Lack of Long-term Focus: MMX tends to account only for the short-term sales impact due to marketing, ignoring the downstream benefits of marketing, including consumer acquisition and brand equity.

Over-emphasis on Promotions:  There is a perception thatMMX favors promotional tactics over advertising and this is likely true for good reason.  Point-of-purchase elements like promotions “…. yield an incontrovertible boost in sales” in the short term. This comes at the expense of the long-term, which lowers profit margins and increases price sensitivity. “Reliance on promotions can be detrimental to brands it tends to train consumers to look for deals,” noted Harvard Business Review.

Underestimation of Online Advertising Impact:  Another criticism is MMX fails to give appropriate credit to the interactions between advertising platforms. We don’t believe there is systematic bias, but we do agree that current methods don’t adequately account for media integration and that likely affects digital more than other forms.

Reinventing Marketing Mix Modeling

Marketers should move beyond MMX as a model and start thinking in terms of a Marketing Productivity program. We hope the ARF inquiry is the springboard to guide firms toward programs that:  

  • Align analysis objectives to the marketing planning and strategy process
  • Don’t drive marketing strategy on ROI alone; quantify the value of consumer and brand equity metrics and consider them in the ROI calculation
  • Go beyond just the first sale, quantify the impact of marketing on acquiring desired consumer segments and assess the lifetime value of reaching them
  • Weigh quantitative mix results with qualitative rationale and business sense

Saving the Baby

MMX can still be a very valuable solution; traditional approaches are just a little nearsighted for the digital age.

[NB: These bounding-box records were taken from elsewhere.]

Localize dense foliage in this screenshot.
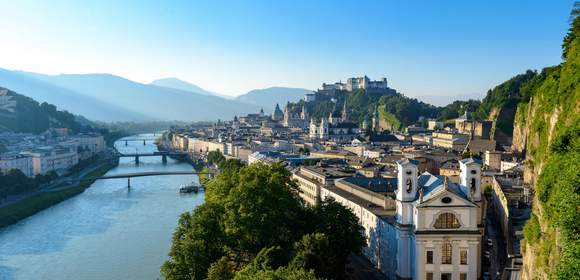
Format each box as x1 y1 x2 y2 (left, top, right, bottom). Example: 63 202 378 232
0 88 81 133
289 89 488 130
161 160 365 279
437 99 481 121
0 88 129 145
516 7 580 279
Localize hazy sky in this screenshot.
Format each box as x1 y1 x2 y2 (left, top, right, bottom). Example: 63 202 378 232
0 0 573 97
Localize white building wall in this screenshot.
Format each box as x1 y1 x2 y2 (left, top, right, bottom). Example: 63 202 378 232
0 155 34 177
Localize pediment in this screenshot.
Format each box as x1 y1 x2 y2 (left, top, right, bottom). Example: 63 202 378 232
417 188 479 207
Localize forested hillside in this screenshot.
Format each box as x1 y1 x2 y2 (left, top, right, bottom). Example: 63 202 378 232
289 89 479 130
516 10 580 279
0 88 81 133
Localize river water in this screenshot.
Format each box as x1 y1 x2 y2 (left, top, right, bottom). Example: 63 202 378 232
0 134 203 280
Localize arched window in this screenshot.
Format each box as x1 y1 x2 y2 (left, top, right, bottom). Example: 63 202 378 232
407 178 413 193
433 213 461 229
441 241 453 264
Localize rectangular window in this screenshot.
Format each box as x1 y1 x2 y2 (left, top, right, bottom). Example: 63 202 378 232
460 250 467 264
425 251 433 264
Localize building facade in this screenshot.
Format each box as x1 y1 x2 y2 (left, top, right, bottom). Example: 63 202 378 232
0 154 34 177
320 159 482 280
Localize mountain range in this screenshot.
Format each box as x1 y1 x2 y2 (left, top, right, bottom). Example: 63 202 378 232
0 68 308 122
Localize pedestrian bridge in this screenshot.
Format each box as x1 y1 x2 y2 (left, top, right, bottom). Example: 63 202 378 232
69 170 215 188
114 151 187 164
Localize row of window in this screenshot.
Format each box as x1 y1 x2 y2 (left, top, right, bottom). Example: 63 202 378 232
425 242 467 264
425 272 467 280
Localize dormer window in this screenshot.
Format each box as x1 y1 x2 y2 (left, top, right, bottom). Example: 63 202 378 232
433 213 461 229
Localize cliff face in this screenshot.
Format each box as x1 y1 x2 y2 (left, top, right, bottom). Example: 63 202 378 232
512 16 580 279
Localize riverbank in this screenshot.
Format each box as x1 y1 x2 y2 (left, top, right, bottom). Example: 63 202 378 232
0 162 115 228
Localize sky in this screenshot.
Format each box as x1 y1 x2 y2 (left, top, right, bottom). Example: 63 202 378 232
0 0 573 101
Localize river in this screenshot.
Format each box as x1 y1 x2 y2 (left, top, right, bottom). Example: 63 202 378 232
0 134 204 280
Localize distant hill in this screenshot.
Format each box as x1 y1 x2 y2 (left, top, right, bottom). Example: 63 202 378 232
0 68 150 121
236 87 312 112
149 78 231 98
0 88 83 133
0 70 259 121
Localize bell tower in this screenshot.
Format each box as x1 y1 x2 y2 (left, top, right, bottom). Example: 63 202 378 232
395 159 418 224
459 158 481 202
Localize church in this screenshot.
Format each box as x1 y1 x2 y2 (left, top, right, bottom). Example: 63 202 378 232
309 104 360 143
282 104 310 129
320 158 483 280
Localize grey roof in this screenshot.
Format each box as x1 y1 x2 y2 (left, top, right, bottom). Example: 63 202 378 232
397 158 419 165
460 158 481 165
344 177 397 192
417 172 469 201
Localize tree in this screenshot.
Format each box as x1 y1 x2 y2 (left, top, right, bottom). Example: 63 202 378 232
206 257 235 280
314 198 366 278
290 233 337 278
161 203 225 280
218 164 302 256
207 150 226 165
234 267 320 280
161 162 364 279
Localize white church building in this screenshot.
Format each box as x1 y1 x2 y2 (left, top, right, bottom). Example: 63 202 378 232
320 159 483 280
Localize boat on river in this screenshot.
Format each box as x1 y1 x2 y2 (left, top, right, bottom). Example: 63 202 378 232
179 184 203 193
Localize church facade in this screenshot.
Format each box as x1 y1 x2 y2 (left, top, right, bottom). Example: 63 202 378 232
321 159 483 280
309 102 360 143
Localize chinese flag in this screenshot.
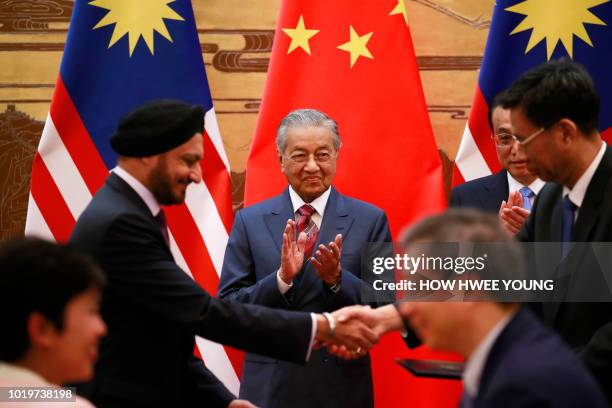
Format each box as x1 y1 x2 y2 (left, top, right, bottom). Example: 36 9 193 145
245 0 461 407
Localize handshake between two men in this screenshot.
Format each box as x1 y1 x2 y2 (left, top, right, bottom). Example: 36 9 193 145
278 219 409 359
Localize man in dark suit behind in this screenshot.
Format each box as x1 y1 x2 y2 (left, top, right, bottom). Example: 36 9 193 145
502 60 612 402
70 101 375 408
219 109 391 408
450 94 544 233
394 209 608 408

The explosion of digital advertising has added complexity that have stretched the limits for traditional MMX and more importantly changed the consumer experience.  Rather than throwing MMX out, build on its strong foundation of short-term accountability and extend with solutions that are more relevant to the opportunities brought by the modern world.  

Savvy marketers, will adopt a Marketing Productivity Program to gain a holistic and more prescriptive perspective.  Pursuing this approach will provide a better picture of what’s actually happening in the marketplace and ultimately provide them with a point of competitive differentiation.